With time, as the initial bling wore off, and there
was a discovery or rather “invention” of youth, apart from the new market,
criticism of the new media arose. Yet the fights of counterculture, necessarily
combined with their fights for the political issues, made the commercial
appeal problematic. Unlike Don Draper, who is puzzled by the counterculture, yet desires its
freedoms, corporations also didn’t understand, but counted for the eternal
residuum of conservatism and backwardness of their clients, prophets of the
middlebrow. They weren’t wrong, and the operation of “appropriation of the cool”
into the middle of the road started. The baby boomers made the Yuppies, taught
to spent their lives at nothing else but cultivating their individuality. They're best portrayed by Patrick Bateman of American
Psycho, who kills to the accompaniment of the jingle of the favorite talk
show, muzak dripping from the walls of the office interiors or Huey & The News. “Hating the commercials” was a sign of cultivation among the aspirational classes, and it
marked the corporations’ biggest triumph, as the quality was the last thing they had to be concerned about at this point. Business has become a sort of religion anyway – definitely in America , only to bring the well known film of the 70s, The Network, to mind, where it is shown, how quite
“cosmic” ambitions the corporations had become, like some inverted USSR .

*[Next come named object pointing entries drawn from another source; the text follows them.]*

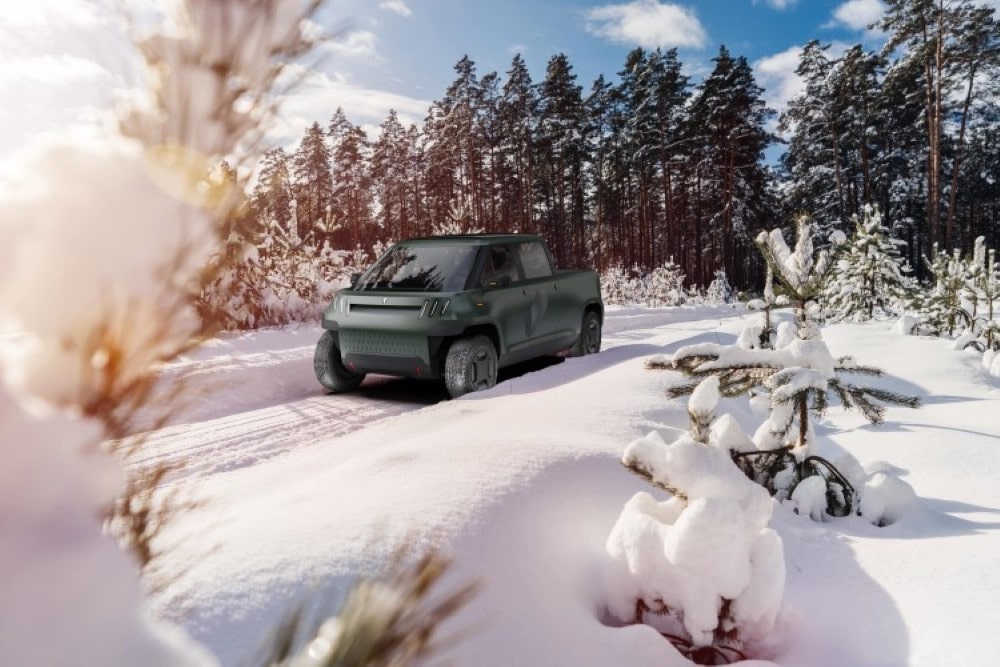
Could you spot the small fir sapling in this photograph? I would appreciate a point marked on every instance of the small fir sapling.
(719, 290)
(664, 286)
(798, 375)
(868, 275)
(617, 288)
(768, 302)
(701, 567)
(983, 290)
(941, 308)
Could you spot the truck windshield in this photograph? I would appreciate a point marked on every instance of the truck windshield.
(423, 268)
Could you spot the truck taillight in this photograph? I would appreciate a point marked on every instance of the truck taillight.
(431, 307)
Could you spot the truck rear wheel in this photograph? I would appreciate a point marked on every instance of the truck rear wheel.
(589, 341)
(471, 365)
(330, 370)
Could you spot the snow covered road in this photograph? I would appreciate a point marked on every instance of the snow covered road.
(521, 484)
(253, 396)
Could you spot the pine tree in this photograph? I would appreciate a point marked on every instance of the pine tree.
(390, 179)
(351, 196)
(728, 114)
(313, 188)
(868, 274)
(561, 153)
(800, 373)
(517, 110)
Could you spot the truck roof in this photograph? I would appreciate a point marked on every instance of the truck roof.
(475, 239)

Today, as the music industry sees itself in a great
crisis, as we live in a dystopia from WS Burroughs, the love of the middlebrow
has never been better. Ad pervades the industry more than ever, so that it’s
often impossible to distinguish one from another. It is so morbidly smooth that even the surgery from a sober Marxist like
Taylor, pointing out also how the notion of “work” itself evaporates in this
process, still can’t kill the parasite. Advertising, which helped to create the
current concept of creativity, was also the pioneer of the new “cognitive
capitalism”. The catchy jingle may have been the virus that first and best
helped it to spread around capitalism’s sick body. In this, commercial music may be one of the best
way to show contradictions of contemporary capitalism as such.